For the purposes of this form the total of the OCL for the current financial year (on an undiscounted basis) is to be allocated across the respective time buckets specified on the form. Accordingly, each year that this form is completed the OCL that is recorded for the respective time buckets will likely change as this is reassessed.
For the ‘Direct business’ and ‘Reinsurance business', amounts are to also include all OCL associated with business sourced through underwriting pools or joint ventures, or portfolio transfers/acquisitions.
Reserve release
Reserve release refers the occasions when a provision was created / posted for a particular prior financial year and subsequently it is found that this provision will be more than is required to pay for the losses associated with this particular accident year for direct writers of insurance and underwriting year for reinsurance writers. In these instances the insurer releases these excess provisions and they become profits in the current financial year of the insurer. Claim payments (that are debited out of the OCL for accounting purposes) are not to be classified as a reserve release for the purposes of this form.
Enter reserve releases as a positive figure.
Reserve strengthening
Reserve strengthening refers the occasions when a provision has been created / posted for a particular prior financial year and subsequently it is found that this provision will be insufficient to pay for the losses associated with this particular accident year for direct writers of insurance and underwriting year for reinsurance writers. In these instances the insurer strengthens or increases these provisions in the current financial year by adding additional provisions to accommodate the losses associated with this particular prior accident / underwriting year and this becomes a reduction in profit (i.e. claims expense in profit and loss in the current financial year).

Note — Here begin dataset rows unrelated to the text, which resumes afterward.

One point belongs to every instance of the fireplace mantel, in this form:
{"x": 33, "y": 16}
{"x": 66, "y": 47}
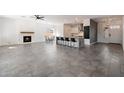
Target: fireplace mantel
{"x": 27, "y": 32}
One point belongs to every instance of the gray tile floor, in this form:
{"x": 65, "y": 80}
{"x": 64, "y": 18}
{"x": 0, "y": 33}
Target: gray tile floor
{"x": 50, "y": 60}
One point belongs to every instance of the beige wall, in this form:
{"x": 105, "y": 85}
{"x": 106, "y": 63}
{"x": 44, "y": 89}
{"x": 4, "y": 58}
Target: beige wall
{"x": 101, "y": 25}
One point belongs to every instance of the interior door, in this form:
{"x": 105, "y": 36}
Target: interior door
{"x": 115, "y": 34}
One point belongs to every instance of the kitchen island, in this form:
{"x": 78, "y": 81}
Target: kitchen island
{"x": 76, "y": 41}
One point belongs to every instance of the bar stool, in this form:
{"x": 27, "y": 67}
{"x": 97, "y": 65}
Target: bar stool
{"x": 62, "y": 40}
{"x": 73, "y": 42}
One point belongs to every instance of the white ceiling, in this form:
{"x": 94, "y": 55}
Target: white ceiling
{"x": 62, "y": 18}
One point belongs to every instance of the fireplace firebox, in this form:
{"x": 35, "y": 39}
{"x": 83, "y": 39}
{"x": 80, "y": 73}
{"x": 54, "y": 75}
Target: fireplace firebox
{"x": 27, "y": 39}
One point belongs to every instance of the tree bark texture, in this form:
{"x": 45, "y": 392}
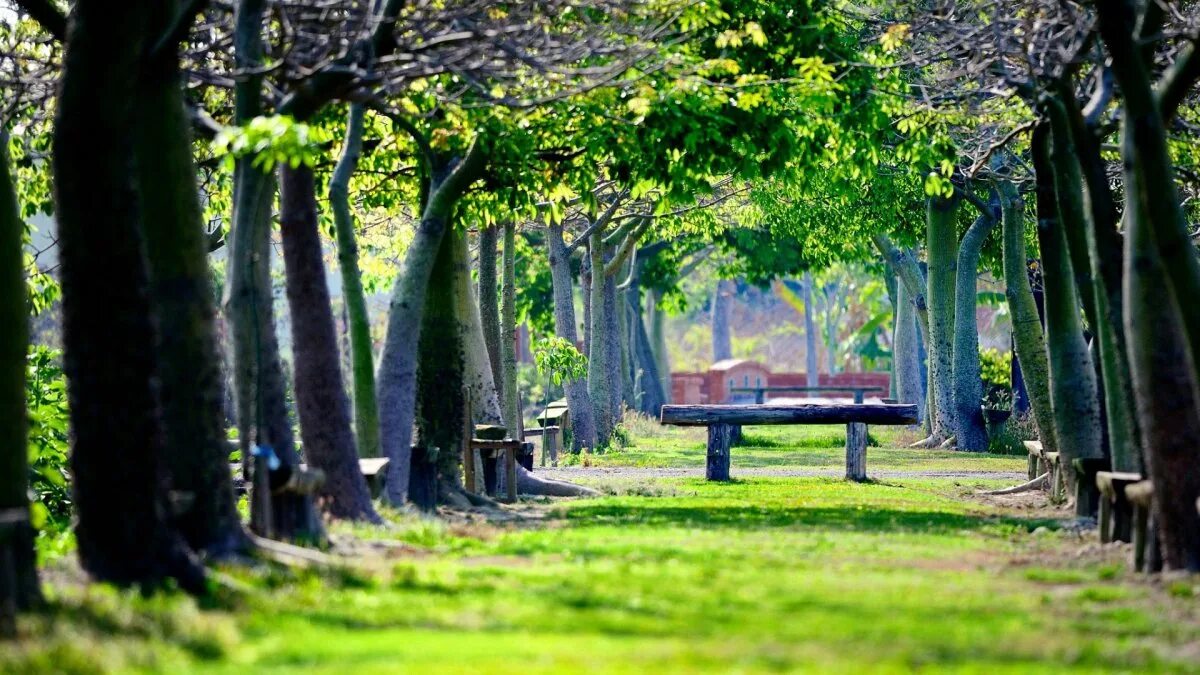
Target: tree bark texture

Enter reserve strengthening as a positive figure.
Section 3: Total
For this section, lenders mortgage insurance business will be included in the totals for direct business.
Total direct business
Each item in this row is automatically calculated as the sum of each corresponding column in Section 1 across the classes of business.
Total reinsurance business
Each item in this row is automatically calculated as the sum of the Proportional and Non-proportional items in Section 3 for each corresponding column.
Proportional
Each item in this row is automatically calculated as the sum of each corresponding column in Section 2 across the proportional reinsurance classes of business.
Non-proportional
Each item in this row is automatically calculated as the sum of each corresponding column in Section 2 across the non-proportional reinsurance classes of business.
Total
Each item in this row is automatically calculated as the sum of the Total direct business and Total reinsurance business items in Section 3 for each corresponding column.